Der ein oder andere von Ihnen wird sich sicherlich auch schon gefragt haben: Sprechen die Asylanten eigentlich mit uns, wenn sie ihre eigentümlichen Geräusche von sich geben. Was steckt hinter der Botschaft „Allahu akbar“, die der frisch importierte aus Libyen oder der Türkei nach seiner Ankunft übermittelt. Obwohl er seit Jahrmillionen Deutschland als sein Land ansieht, bleibt uns seine Sprache fast so fremd wie die des Chinesen.

Was mag das sein „ein Allahu“? Ist damit vielleicht der größte Feind des Frischimportierten, der Schweinebraten oder gar der Deutsche selbst, gemeint?
Wer die Tage mit offenen Augen durch die Lande und Städte fährt, der kann zusehen, wie sich die Importierten vermehren, da sind die Kaninchen ja selbst faule Gesellen.
Doch weil die importierten Musulmanen so Vermehrungsfreudig sind, müßen sie auch irgendwo hin. Noch hausen sie in Bunkern und anderen Verschlägen, doch kommen immer mehr nach, von ihnen, vom Futter und vom lustigen Leben angezogen.
„Allahu akbar“, ruft er den Ahnungslosen zu, wenn er dessen Behausungen erobern will oder zumindest in deren Nähe sein Domizil errichtet.

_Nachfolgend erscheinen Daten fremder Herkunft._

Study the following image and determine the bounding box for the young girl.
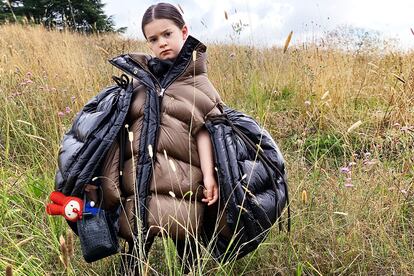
[85,3,221,270]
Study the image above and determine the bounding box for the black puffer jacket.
[56,37,288,259]
[204,106,290,259]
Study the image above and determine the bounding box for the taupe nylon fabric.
[101,48,221,240]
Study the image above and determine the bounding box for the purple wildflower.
[340,167,351,173]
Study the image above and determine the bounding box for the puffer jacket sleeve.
[191,81,224,137]
[99,139,121,210]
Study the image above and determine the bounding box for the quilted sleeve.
[191,78,223,137]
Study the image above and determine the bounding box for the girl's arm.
[196,128,218,205]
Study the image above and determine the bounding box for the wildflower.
[321,90,329,100]
[340,167,351,173]
[302,190,308,204]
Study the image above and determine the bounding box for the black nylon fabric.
[55,36,288,264]
[55,85,132,197]
[204,103,290,260]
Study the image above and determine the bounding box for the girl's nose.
[159,38,167,48]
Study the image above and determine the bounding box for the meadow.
[0,25,414,275]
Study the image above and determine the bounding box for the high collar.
[128,36,207,85]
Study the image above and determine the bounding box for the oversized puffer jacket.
[100,36,221,241]
[56,34,289,259]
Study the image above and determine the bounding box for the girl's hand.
[201,175,218,206]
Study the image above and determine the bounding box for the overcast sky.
[102,0,414,49]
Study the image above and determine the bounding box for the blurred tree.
[0,0,126,33]
[325,25,398,54]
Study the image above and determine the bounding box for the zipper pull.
[160,88,165,97]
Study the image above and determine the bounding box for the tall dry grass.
[0,25,414,275]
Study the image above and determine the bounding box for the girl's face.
[144,19,188,59]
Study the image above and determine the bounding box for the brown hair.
[141,3,185,39]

Doch nicht immer ist das Domizil des musul manisch Veranlagten so willkommen, wie dieser es sich erhofft. So auch in Hamburg Harvestehude.

Im renommierten Wilhelm-Gymnasium Dienstagabend, 20 Uhr: Mehr als 300 Anwohner aus der feinen Sophienterrasse drängeln sich in der Aula.

Die meisten wollen ihrem Unmut Luft machen über die Pläne der Sozialbehörde für das Alster-Asylheim (hat die Stadt für satte 15 Mio. Euro gekauft), das im ehemaligen Kreiswehrersatzamt entstehen soll.

„Was soll das hier?“ „Kompletter Unfug.“ „Schlechte Lösung.“ „Viel zu teuer.“ Schon vor Beginn jede Menge Unverständnis und Wut. Der musste sich vor allem Bezirksamtsleiter Torsten Sevecke (51, SPD) stellen.

Sevecke: „Sie fragen: Warum hier ein Heim? Ich frage zurück: Warum nicht? Ich will hier keine Reichenbelehrung machen, aber: Andere Stadtteile müssen auch einen Beitrag zur Unterbringung leisten.“


Nachbar Dirk Kessemeier: „Ich bin selber Investor. Sie werden diese Immobilie nie mit Gewinn verkaufen können. Sie streuen den Menschen Sand in die Augen. Für das Geld, das Sie hier ausgeben, könnte man woanders 1000 Flüchtlinge unterbringen.“


Nachbar Markus Wegner (AfD, früher STATT-Partei) in Richtung Behörden: „Haben Sie eigentlich noch alle Tassen im Schrank. Es geht nicht um 1-a-Lage. Hier werden Leute hingesetzt, die sich hier gar nicht wohlfühlen können. Für die ist das doch Isolation.


Ja, da opfert man sich in Hamburg Harvestehude um den einfallenden Menschen ein gutes Leben zu bieten, am besten bei der Unterschicht, den Arbeitslosen und den faulen Säcken die ihr Hartz IV Päckchen schon am Monatsersten versoffen haben. Denn so können die neuen Bewohner mit ihrem „Allahu akbar“ Gebrülle diese Unterschicht im Morgengrauen wecken und ihnen zeigen, wie man mit nichts im Bauch überlebt.
Oder man besucht den tranigen Hartz IV Bezieher und verschafft seinem pansigen Weib etwas warmes im Bauch….

Was tut man nicht alles für die Menschlichkeit, die Menschenwürde und, vorallem dafür, dass es den frisch Importierten an nichts mangelt….

Und so hören wir auch weiterhin aus der Nähe und der Ferne die Botschaft „Allahu akbar“. Ach, und wenn der musul Manische ihn wenigstens auf Deutsch erzählen würde, immerhin die weit verbreitetste Sprache bei uns, nein, er reißt seinen halbgaren Witz auch noch in einer Art chinesisch rückwärts, so daß wir Deutschen am Rande der Moschee tatenlos zusehen müssen, wie er sich über unsere verdutzten Gesichter köstlich amüsiert.